Jesteśmy rodzicami i wiemy, jak czasami trudno znaleźć odpowiednie miejsce dla dzieciaków. Z ciekawymi atrakcjami na wyciągnięcie ręki, żeby dni nie upływały pod znakiem dojazdów, szarpania się z fotelikiem i pytań ‘’daleko jeszcze?’’. A jednocześnie w spokojnej okolicy, bez samochodowych wariatów tuż za oknem. No to… jesteśmy!
Bo do Domu Sudeckiego rodziny trafiają często i gęsto. Doceniają kilka sypialni, dodatki w postaci dziecięcego łóżeczka oraz krzesełka, plac zabaw w ogrodzie oraz sporą odległość od drogi (w najwęższym miejscu to wciąż ponad 100 metrów przez pola).
#1 Jaskinia Radochowska - 1,8 km
Jeśli Wasze dzieci chcą przeżyć podziemną przygodę, warto podejść/podjechać do Jaskini Radochowskiej. To zdecydowanie dziksza wersja Jaskini Niedźwiedziej, bo można tu wszystkiego dotknąć, przeczołgać się i przeciskać na ciasnych zakrętach. Tutejsi przewodnicy od dawna zbierają laury za ciekawe prowadzenie grup.
#2 Stacja narciarska w Lądku Zdrój - 7,6 km
Świetny stok prawie że po sąsiedzku. Do korzystania kilka wyciągów krzesełkowych, jak i jeden kanapowy. Wypożyczalnia sprzętu na miejscu.
#3 Singletracki na dwa kółka - ok. 7 km
Co jak co, ale tras rowerowych to mogą nam zazdrościć. Pętle są liczne i o różnym stopniu trudności. Dla najbardziej początkujących sprawdzą się pętle: Zdrój, Złota oraz Orłowiec.

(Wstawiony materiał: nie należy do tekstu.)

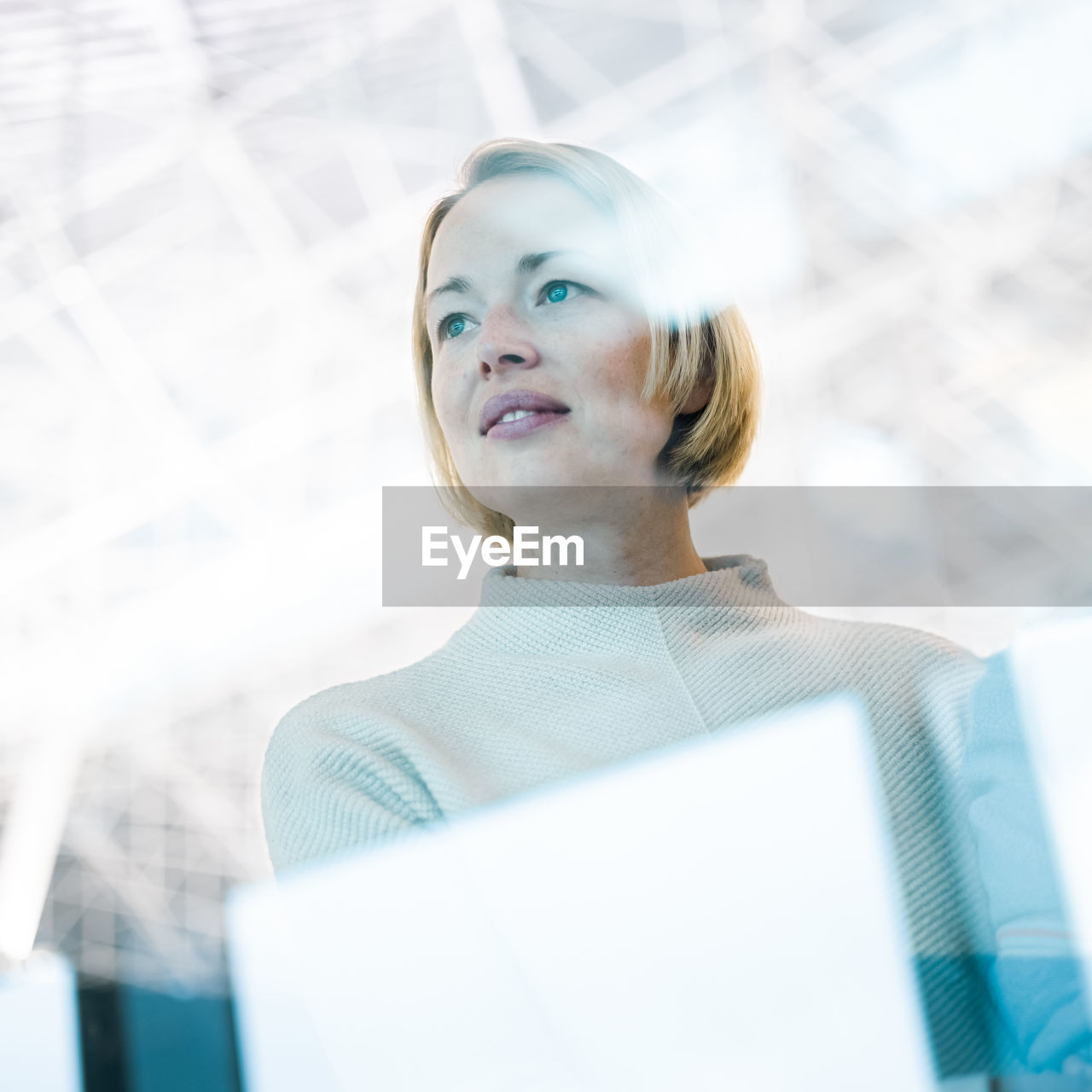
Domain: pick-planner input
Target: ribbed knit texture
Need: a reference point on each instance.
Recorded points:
(529, 691)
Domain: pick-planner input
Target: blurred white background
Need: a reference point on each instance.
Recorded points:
(209, 224)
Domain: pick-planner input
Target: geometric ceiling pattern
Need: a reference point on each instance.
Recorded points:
(209, 219)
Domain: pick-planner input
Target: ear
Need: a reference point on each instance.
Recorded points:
(699, 397)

#4 Alpaki w Konradowie - 4,6 km
Sympatyczne mini zoo z alpakami. Przed przyjazdem koniecznie zadzwońcie i spytajcie o wolną godzinę. Na miejscu można też kupić przekąski czy (to już dla dorosłych) regionalne piwa.
#5 Skansen Gottwaldówka - 5,9 km
Bardzo przyjemnie prowadzący skansen z dodatkowymi atrakcjami i warsztatami. W soboty przed południem można wyjechać stąd z własnym, jeszcze ciepłym bochenkiem.

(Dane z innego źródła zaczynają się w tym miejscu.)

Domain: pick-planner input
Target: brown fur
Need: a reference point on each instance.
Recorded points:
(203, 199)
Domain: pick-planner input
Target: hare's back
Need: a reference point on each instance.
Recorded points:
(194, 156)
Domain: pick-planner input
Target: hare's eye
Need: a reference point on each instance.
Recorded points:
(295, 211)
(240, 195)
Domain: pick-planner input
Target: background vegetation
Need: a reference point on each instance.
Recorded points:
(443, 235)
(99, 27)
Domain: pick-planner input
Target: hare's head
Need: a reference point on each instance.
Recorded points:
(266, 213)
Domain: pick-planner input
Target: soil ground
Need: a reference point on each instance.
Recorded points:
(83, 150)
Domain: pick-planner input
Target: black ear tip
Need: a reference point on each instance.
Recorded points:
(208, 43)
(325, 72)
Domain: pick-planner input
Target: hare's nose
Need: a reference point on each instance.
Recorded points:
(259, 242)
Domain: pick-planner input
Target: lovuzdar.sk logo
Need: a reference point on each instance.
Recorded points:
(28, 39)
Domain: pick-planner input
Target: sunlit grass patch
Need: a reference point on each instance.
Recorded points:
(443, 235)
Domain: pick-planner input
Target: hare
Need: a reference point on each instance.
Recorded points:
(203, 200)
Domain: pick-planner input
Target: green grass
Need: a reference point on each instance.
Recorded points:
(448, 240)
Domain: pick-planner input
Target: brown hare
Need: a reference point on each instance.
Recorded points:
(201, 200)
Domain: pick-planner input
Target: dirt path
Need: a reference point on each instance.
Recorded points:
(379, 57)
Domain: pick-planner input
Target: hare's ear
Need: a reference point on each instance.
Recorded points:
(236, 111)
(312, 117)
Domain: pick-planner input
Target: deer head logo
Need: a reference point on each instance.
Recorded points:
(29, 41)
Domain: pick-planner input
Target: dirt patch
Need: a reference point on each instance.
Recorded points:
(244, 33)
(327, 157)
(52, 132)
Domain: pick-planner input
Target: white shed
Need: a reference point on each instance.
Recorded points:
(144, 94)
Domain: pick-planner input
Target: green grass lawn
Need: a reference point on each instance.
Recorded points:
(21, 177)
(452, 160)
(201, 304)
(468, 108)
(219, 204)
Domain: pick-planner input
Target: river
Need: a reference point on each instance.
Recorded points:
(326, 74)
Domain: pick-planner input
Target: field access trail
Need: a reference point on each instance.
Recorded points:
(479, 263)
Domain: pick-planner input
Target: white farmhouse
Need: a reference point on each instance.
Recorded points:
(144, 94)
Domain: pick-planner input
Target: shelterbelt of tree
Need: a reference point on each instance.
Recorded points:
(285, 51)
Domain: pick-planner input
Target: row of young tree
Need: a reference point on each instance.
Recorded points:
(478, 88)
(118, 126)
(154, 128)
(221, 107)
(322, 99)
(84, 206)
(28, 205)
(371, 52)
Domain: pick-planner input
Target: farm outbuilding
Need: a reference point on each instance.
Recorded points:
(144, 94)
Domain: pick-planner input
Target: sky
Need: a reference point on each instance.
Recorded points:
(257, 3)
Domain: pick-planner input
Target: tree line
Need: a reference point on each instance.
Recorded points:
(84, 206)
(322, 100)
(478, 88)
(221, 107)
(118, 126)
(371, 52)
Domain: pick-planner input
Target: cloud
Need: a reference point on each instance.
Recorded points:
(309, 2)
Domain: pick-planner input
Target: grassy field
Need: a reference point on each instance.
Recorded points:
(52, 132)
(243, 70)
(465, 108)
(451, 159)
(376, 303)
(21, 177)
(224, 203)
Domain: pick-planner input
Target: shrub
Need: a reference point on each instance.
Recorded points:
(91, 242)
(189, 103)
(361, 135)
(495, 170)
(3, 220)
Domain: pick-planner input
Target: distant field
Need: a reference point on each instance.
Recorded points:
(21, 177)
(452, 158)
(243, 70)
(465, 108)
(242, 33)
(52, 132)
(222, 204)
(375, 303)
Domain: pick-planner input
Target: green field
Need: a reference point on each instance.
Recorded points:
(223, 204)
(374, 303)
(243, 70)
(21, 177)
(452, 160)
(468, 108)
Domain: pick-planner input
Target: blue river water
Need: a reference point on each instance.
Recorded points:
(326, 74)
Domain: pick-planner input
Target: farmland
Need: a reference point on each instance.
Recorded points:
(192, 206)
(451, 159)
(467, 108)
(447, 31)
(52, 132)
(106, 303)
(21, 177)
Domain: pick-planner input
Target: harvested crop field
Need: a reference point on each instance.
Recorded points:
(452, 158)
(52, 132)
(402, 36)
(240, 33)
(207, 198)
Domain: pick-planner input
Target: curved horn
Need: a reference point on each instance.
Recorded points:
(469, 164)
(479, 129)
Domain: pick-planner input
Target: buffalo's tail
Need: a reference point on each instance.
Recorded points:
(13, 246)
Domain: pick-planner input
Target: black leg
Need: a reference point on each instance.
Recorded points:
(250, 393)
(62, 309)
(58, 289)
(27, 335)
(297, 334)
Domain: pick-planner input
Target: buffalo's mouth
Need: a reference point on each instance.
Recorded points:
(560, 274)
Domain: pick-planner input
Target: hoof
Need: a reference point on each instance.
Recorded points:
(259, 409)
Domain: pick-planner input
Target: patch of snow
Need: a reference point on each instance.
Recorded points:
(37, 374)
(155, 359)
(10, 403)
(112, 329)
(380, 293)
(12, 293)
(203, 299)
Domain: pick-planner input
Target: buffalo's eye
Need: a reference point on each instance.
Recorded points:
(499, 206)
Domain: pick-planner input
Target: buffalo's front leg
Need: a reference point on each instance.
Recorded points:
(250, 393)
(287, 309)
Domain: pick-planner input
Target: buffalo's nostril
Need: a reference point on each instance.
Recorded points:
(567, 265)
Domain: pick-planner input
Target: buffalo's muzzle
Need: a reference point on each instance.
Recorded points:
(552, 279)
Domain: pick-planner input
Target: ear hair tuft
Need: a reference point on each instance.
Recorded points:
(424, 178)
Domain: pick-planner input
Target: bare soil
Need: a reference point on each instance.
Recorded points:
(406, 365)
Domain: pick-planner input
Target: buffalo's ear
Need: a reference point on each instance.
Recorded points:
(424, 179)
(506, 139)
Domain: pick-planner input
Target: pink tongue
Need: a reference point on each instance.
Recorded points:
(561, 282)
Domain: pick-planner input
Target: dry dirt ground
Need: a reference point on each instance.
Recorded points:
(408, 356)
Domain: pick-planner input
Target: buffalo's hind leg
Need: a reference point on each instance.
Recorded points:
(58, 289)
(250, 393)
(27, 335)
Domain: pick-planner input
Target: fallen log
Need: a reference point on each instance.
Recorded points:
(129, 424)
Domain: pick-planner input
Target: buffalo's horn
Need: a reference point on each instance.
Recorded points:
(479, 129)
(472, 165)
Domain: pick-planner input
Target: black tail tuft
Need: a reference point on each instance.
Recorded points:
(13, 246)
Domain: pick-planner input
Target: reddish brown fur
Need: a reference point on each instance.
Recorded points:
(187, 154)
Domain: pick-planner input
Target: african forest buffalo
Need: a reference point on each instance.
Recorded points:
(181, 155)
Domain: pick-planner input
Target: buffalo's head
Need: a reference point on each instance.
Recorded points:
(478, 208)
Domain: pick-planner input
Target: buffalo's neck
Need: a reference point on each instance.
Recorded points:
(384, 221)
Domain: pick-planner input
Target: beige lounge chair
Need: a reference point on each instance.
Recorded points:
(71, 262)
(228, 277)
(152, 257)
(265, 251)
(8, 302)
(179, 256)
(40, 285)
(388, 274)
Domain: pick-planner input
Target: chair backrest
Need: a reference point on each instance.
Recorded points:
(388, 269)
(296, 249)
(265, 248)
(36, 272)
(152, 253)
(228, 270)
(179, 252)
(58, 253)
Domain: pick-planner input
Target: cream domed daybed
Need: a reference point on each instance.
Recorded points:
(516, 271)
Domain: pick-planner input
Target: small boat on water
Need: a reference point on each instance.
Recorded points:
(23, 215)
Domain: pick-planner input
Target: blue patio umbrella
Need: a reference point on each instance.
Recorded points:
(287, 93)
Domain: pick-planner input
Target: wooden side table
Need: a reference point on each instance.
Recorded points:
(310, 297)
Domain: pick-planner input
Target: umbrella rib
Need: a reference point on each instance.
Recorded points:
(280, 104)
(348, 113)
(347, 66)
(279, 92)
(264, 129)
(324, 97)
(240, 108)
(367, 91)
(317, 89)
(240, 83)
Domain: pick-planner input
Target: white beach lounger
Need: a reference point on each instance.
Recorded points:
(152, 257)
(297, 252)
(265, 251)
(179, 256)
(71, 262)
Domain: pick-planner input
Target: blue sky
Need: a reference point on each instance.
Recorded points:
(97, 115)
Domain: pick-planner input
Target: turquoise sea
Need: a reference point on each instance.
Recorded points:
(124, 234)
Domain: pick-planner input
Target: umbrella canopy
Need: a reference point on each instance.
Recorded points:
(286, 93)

#6 Rozrywki na miejscu - 0 km
Plac zabaw, planszówki, huśtawka, sprzęt do badmintona - to wszystko czeka już w samym Domu Sudeckim.
#7 Labirynt w Adrenalina Park - 13,5 km
Wbrew mało wyszukanej nazwie i niepewnemu pierwszemu wrażeniu, labirynt okazuje się świetną zabawą. Dzieciaki biegają w poszukiwaniu wyjścia i niespodzianek, Wy odpoczywacie... lub dołączacie się do poszukiwań!